Saturday, June 7, 2008
I know that you probably already have heard of the passing of my friend, but I've felt the need to blog her story. Aissatou was a 32 year old widow with a 20 month old beautiful daughter. I met her in the first weeks I was here in Abidjan. We were instantly friends as she agreed to help me learn French. To start with, I visited her at her house at least once a week just for her to talk to me. Not long after that, her little daughter had wrapped me around her little finger and both Aissatou and Faridah were constant figures in our lives. Everyone that has visited us has met her, because she was so often here. When the kids or I were sick, she was here to say "Bon Guerison!", if we were absent for very long, she'd show up on the doorstep to say, "It's been two days!" We saw her anywhere from 3 times a week up to everyday.

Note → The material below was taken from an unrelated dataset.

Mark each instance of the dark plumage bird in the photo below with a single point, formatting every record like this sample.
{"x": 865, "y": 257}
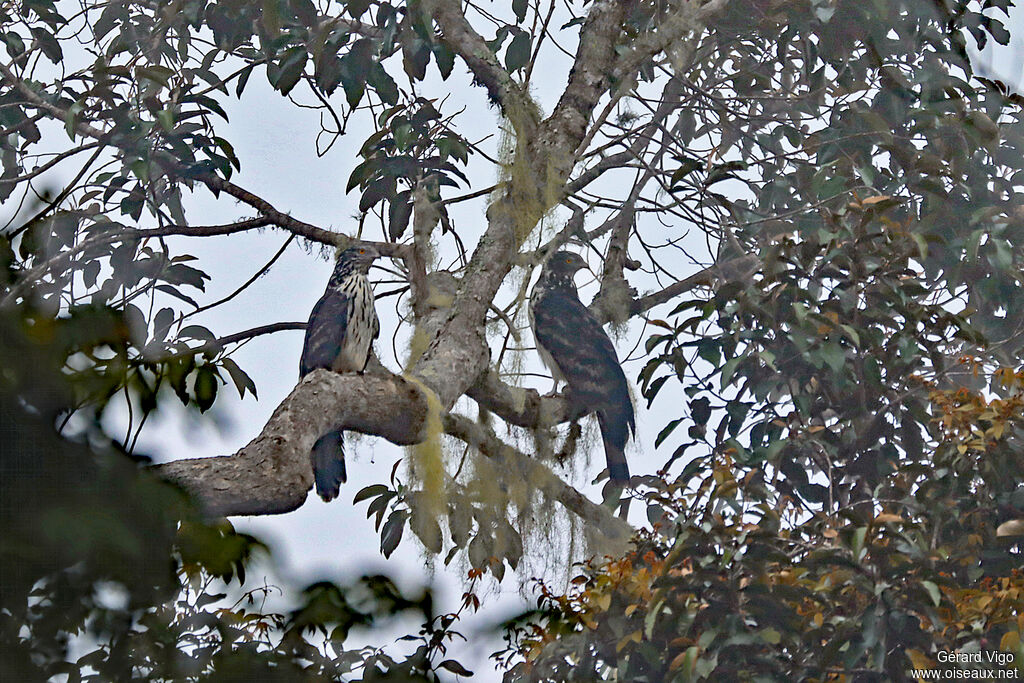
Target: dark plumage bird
{"x": 341, "y": 330}
{"x": 577, "y": 350}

Aissa got sick a few weeks ago. At first it was just some pain that she worked through. She even came over and cooked for our team. I encouraged her to go to the doctor from the start, but she didn't want to. By two weeks ago, she was so sick she couldn't get up and allowed me to take her to the hospital. A friend helped me pay for what she needed and she was released. She was never well again after that. We took her back later in the week, but she passed away at her own home Saturday of last week. I'd seen her just a few minutes before she died, but had no idea it would be the last time I saw her. The funeral was held the very same day.
Her little girl is with Aissatou's dad right now. They are trying to decide what to do with her. She most likely will not stay here across the street from us.
Aissatou's family is Muslim and her deceased husband's family is Catholic. Pray with us that somehow Faridah may someday accept Jesus as her Savior. Pray also that we'll have opportunities to share with her family. Aissatou had professed faith in Jesus some months ago and had been to church nearly every week since.
Thanks for sharing in my memories of a dear African sister.